9 października o godz. 16:02 2117
Warto podkreślić, że te około 200 nanometrów to ograniczenie mikroskopii optycznej. Elektronowa (mikroskopy transmisyjne czy skaningowe) zaglądają dalej. Kiedyś ich ograniczeniem była konieczność dokonywania obserwacji, czyli umieszczania próbki w wysokiej próżni. A wiadomo jak próżnia traktuje wodę w preparatach biologicznych. Tak więc największe korzyści z rozszerzenia zakresu powiększeń mikroskopii optycznej odniosą biolodzy czy medycy badający organizmy żywe.
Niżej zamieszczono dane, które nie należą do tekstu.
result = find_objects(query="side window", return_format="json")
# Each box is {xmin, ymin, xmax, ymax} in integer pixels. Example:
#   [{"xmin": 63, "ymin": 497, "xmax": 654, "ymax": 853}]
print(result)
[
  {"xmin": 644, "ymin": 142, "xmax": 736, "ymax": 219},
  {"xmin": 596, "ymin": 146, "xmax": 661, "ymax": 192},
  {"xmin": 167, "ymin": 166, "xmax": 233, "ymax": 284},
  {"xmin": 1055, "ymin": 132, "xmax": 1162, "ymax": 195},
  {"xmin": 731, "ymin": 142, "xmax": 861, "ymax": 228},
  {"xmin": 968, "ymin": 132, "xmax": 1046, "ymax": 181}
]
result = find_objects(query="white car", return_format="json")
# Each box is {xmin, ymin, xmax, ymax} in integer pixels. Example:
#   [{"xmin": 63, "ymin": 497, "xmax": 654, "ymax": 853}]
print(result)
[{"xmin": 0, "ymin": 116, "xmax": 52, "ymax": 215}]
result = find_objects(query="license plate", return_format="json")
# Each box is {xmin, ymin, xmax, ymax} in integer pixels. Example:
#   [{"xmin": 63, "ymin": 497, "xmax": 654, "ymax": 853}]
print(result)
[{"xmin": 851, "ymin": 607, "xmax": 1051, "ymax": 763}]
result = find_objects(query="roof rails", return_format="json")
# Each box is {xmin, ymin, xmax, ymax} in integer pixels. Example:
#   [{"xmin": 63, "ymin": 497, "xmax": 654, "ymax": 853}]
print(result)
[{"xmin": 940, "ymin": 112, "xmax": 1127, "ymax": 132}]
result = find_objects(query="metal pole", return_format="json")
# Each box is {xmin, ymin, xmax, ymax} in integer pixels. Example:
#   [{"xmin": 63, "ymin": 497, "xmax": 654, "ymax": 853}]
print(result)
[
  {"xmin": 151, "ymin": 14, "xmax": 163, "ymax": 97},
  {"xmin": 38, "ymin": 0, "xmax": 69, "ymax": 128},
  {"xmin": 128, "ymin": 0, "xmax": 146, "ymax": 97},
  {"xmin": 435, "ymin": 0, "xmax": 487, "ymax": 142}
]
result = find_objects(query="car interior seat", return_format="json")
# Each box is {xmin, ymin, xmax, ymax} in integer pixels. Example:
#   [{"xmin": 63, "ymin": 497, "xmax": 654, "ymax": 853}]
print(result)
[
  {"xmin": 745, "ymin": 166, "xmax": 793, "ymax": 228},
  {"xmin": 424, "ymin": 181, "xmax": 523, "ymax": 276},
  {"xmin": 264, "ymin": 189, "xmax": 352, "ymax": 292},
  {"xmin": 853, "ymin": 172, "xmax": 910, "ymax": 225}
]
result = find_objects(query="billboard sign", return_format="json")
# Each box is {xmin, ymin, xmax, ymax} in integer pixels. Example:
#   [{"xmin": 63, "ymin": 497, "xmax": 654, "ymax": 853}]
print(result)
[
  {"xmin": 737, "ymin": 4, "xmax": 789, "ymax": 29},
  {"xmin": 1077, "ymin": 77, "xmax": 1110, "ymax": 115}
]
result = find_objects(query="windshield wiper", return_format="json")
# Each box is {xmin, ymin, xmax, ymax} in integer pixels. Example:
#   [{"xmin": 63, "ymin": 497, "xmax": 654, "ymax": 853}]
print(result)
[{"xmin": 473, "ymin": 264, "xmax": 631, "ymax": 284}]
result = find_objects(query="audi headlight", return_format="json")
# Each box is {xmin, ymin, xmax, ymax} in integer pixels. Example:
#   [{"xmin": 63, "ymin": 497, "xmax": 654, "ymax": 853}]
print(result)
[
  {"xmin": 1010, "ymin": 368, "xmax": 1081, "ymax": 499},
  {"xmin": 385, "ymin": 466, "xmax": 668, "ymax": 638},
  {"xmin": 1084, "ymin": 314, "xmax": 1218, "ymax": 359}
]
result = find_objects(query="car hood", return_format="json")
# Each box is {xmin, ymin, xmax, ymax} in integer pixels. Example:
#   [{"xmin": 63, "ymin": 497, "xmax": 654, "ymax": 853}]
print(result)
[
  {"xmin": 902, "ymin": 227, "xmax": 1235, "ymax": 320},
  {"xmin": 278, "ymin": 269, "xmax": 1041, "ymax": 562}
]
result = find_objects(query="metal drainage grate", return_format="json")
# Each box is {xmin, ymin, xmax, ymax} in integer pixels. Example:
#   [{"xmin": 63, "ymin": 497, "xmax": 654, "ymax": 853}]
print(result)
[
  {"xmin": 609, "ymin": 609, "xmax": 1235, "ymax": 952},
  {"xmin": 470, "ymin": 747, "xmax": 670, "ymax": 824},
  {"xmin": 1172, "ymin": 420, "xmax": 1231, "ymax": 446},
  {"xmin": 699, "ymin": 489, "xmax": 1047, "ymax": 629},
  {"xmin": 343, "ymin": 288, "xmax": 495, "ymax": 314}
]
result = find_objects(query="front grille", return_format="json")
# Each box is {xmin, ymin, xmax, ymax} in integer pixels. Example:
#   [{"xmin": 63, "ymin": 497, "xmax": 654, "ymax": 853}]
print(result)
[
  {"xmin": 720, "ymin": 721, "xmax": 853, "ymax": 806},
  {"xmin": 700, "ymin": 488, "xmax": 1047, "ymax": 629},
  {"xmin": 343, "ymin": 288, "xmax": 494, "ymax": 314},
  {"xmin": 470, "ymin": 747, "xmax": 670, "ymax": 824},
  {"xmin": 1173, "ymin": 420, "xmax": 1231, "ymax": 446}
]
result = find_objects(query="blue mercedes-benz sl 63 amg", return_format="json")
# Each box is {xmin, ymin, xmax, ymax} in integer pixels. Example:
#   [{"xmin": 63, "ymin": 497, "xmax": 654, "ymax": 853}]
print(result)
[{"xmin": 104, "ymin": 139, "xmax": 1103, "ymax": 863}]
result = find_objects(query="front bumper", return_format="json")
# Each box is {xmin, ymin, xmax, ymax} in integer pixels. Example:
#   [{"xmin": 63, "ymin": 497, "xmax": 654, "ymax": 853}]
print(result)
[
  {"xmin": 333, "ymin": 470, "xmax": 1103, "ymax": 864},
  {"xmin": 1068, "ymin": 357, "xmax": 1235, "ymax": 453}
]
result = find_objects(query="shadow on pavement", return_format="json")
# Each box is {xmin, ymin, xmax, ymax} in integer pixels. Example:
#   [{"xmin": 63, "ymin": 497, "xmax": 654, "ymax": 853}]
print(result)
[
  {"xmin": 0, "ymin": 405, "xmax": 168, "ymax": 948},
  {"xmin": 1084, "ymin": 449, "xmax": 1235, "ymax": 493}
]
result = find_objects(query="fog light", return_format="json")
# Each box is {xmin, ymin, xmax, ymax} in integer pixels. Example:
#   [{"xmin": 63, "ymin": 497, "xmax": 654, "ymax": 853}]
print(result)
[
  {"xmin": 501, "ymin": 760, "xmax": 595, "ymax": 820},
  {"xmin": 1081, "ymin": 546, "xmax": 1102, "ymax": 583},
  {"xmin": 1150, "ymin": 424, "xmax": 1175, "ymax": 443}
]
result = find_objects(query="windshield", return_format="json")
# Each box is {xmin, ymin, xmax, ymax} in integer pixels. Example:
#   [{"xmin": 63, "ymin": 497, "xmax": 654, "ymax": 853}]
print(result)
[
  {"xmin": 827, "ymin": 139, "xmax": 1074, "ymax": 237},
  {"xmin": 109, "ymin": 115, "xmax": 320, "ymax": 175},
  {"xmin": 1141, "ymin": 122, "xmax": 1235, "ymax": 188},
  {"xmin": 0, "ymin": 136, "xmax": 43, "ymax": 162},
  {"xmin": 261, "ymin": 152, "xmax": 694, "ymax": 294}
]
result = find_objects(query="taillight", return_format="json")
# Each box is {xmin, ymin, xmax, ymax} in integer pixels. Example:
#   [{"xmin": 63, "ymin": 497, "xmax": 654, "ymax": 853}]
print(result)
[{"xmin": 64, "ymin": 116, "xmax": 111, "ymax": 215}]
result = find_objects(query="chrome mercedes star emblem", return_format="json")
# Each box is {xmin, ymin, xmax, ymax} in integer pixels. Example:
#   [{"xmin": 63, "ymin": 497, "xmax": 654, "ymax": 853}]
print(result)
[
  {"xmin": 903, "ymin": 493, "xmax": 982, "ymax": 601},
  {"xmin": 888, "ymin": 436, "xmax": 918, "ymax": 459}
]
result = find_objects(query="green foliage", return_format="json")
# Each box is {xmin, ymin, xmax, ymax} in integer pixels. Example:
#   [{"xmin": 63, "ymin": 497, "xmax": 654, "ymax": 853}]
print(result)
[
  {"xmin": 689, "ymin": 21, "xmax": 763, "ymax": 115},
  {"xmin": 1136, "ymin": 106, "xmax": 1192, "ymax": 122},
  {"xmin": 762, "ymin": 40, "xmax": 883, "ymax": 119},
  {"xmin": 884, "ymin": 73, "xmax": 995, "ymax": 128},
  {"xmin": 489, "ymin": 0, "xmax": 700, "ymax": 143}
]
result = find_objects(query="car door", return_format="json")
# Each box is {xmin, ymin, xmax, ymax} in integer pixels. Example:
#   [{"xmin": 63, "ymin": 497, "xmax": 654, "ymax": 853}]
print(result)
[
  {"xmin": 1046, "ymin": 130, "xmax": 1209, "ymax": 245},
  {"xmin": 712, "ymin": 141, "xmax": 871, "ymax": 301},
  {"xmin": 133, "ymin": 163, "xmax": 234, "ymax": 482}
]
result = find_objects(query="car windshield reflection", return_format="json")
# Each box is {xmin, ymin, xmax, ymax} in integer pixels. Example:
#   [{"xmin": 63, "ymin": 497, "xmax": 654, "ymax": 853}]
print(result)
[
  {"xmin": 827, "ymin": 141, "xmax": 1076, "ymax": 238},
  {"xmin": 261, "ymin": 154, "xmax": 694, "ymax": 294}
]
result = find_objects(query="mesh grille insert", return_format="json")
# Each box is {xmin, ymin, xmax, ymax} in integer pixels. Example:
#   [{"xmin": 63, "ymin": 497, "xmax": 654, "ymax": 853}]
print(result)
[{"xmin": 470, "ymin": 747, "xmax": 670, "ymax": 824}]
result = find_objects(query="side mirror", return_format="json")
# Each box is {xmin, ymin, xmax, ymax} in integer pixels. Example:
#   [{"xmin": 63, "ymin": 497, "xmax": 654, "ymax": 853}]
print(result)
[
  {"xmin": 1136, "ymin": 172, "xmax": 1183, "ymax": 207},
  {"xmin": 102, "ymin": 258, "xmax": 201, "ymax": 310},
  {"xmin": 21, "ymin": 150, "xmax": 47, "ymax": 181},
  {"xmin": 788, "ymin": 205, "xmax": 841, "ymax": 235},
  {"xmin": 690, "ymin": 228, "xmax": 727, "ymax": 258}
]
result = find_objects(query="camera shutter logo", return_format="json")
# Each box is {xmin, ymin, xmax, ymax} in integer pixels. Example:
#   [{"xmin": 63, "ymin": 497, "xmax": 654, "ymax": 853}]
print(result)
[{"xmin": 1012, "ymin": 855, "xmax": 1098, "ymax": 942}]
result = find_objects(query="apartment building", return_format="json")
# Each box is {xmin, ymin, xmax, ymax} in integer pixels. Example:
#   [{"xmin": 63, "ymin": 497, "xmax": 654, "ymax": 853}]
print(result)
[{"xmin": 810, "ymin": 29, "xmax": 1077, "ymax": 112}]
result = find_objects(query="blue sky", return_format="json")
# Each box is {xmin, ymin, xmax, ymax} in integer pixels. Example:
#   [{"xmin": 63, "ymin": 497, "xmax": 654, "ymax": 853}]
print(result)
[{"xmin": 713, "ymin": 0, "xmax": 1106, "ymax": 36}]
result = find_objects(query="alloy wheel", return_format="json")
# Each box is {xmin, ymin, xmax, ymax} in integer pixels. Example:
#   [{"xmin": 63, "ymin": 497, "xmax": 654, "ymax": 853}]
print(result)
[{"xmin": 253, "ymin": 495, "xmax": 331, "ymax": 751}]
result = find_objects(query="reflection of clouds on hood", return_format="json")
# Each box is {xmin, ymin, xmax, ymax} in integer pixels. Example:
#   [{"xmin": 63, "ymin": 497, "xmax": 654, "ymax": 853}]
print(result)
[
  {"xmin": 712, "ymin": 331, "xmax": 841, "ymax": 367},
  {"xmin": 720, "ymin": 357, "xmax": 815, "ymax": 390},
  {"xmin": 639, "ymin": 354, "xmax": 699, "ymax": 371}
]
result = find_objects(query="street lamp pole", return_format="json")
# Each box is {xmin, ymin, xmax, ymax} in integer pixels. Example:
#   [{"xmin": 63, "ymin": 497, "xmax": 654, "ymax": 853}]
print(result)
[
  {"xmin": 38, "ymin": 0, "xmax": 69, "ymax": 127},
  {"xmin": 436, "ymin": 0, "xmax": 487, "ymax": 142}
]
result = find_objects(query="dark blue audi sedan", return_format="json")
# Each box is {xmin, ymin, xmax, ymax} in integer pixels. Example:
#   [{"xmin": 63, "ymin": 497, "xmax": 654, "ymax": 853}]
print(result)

9 października o godz. 19:57 2118
Ogólnie mikroskopia elektronowa w medycynie i biologii sprawdza się umiarkowanie
10 października o godz. 0:18 2119
Tak, tylko wszyscy zachodza w glowe dlaczego to jest Nobel z CHEMII. Zarowno fizycy jak i chemicy. Podobne zreszta watpliwosci budzi nagroda z fizyki. No, ale skoro pokojowa nagrode ma ponoc distac Putin, wszystko jest mozliwe
10 października o godz. 19:12 2121
Wszystko pięknie tylko z chemią to ta mikroskopia ma niewiele wspólnego.
11 października o godz. 15:57 2122
„przelom technilogiczny” Wlasnie. Jak na moje oko, to zadnej nauki tam nie ma
11 października o godz. 19:12 2123
Dzisiaj niekiedy trudno jednoznacznie sklasyfikować dane osiągnięcie, nauki się zazębiają
14 października o godz. 14:03 2127
@A.L.: „Jak na moje oko, to zadnej nauki tam nie ma” – chyba jednak jakaś nauka tam jest. Teleskop, mikroskop, spektrograf, laser, komora pęcherzykowa itd. to niby też osiągnięcia co do natury techniczne, a jednak miały istotny wymiar naukowy, poznawczy. Ta nagroda Nobla nie została przyznana za drobne ulepszenia w czymś, co już od dawna działało, tylko za otwarcie nowych możliwości obserwacyjnych.